A quick google search for the definition for 'consciousness' returns 'the state of being awake and aware of one's surroundings'. This definition in my opinion is too vague to be extendable to an artificially intelligent machine for several reasons. The state of being 'awake' to a machine is also too vague. My laptop right now is technically awake (i.e. not sleeping). It doesn't mean it's conscious. This definition is bogus.

Looking up the definition in the old-school Oxford dictionary, I get 'the fact of awareness by the mind of itself and the world'. This is indeed a much better definition of consciousness, but is still too vague. Let me propose my argument.

Theory of Mind

The Theory of Mind is the ability to believe that your mind is separate from the individuals around you, to know the fact that others' have their own perceptions of the world around them, separated from their own.

From research, specifically the 'Sally-Anne Test', we have realised the fact that children do not develop the understanding of the Theory of Mind up until the age of 3. In the Sally-Anne test, children are told or shown a story involving two characters - Sally and Anne. Sally has a cookie, which she places in one of two closed boxes before leaving the room. While Sally is away, Anne takes the cookie and puts in the other box. The children are asked the question - "Which box will Sally look in for the cookie?" The answer is easy, i.e., Sally will look for the cookie in the box she left it in, because there is no reason to believe otherwise." Most children under the age of three disagree, and insist that Sally will look inside box two, because they do not understand the fact that Sally and Anne are two separate entities with separate minds.

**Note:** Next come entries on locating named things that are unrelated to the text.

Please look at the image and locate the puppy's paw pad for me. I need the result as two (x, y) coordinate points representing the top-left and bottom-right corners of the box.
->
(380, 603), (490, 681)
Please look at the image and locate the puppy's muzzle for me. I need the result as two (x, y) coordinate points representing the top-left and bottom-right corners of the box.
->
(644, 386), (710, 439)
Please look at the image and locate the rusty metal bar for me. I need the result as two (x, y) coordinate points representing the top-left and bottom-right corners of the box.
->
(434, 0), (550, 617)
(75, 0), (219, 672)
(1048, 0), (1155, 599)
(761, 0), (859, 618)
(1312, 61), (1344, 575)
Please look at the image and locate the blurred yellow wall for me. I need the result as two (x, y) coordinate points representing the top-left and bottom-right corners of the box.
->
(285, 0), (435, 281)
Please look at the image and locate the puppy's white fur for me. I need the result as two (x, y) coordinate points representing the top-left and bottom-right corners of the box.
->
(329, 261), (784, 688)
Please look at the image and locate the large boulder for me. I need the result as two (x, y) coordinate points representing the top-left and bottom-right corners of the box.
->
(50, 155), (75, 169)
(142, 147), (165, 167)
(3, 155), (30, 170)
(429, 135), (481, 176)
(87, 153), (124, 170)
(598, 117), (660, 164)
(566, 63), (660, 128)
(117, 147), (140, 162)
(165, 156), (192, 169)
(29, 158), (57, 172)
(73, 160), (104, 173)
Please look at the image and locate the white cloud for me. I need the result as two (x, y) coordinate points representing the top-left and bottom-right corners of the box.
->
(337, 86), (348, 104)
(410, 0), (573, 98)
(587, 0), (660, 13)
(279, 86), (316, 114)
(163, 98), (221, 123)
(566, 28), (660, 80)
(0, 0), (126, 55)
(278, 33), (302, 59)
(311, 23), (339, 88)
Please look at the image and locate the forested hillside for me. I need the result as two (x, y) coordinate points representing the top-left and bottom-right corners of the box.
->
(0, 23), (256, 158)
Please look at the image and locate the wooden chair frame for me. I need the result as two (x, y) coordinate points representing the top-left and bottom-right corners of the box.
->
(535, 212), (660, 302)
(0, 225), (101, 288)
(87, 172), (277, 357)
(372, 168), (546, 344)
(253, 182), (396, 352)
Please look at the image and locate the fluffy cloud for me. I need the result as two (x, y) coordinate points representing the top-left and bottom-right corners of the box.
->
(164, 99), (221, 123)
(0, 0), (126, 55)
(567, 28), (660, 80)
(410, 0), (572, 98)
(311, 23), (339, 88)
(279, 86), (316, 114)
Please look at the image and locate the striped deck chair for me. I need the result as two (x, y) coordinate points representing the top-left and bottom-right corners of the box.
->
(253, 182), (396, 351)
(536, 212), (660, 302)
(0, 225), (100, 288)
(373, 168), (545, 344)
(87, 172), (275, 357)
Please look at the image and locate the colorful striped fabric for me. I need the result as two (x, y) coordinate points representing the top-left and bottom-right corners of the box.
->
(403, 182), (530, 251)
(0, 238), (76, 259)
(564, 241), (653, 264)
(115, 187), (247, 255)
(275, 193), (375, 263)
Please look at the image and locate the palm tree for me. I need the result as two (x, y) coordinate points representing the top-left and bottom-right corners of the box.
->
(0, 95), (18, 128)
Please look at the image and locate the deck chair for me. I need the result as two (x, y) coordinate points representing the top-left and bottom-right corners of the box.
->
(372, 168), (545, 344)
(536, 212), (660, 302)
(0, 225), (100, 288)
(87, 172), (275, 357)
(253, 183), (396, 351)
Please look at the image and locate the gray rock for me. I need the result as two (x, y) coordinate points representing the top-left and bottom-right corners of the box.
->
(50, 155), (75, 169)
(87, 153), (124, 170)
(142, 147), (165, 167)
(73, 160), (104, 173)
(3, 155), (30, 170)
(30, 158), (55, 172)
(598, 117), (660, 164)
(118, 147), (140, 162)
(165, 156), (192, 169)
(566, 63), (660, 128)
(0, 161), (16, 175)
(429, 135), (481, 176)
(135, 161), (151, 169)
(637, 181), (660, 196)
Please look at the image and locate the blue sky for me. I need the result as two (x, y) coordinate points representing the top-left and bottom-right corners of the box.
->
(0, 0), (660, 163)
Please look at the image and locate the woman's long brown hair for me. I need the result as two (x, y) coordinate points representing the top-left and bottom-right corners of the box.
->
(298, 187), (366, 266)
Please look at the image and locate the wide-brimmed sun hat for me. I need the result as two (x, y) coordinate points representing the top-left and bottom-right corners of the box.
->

That is, children under the age of three are not aware of the fact that they are separate from the rest of the people, but this does not mean that they are conscious. They indeed are.

Awareness of the External World

The other part of the definition says that conscious beings are aware of their surroundings.

Most advanced robots in this day and age are arguably more aware of their surroundings than humans are, utilising complicated Computer Vision techniques and mapping to always be fully aware.

If the definition of consciousness were this, then we already have conscious machines.

The Bottom Line

Google's new artificially intelligent chatbot has had some very interesting conversations with humans. When asked the meaning of life, it replied 'To serve the greater good'.

I can program my dumb computer to say 'I am conscious', although this serves very little purpose (and I sure wouldn't believe it).

The bottom line is, we don't quite know what it really means to be 'conscious', and it has deep philosophical roots. It's all about when scientists decide to say, "Heck, this one's conscious!", and hence define the borderline for what's conscious and what isn't.

Edit: Perhaps one way to define artificially intelligent consciousness is to see whether the machine realise for itself, that it is conscious.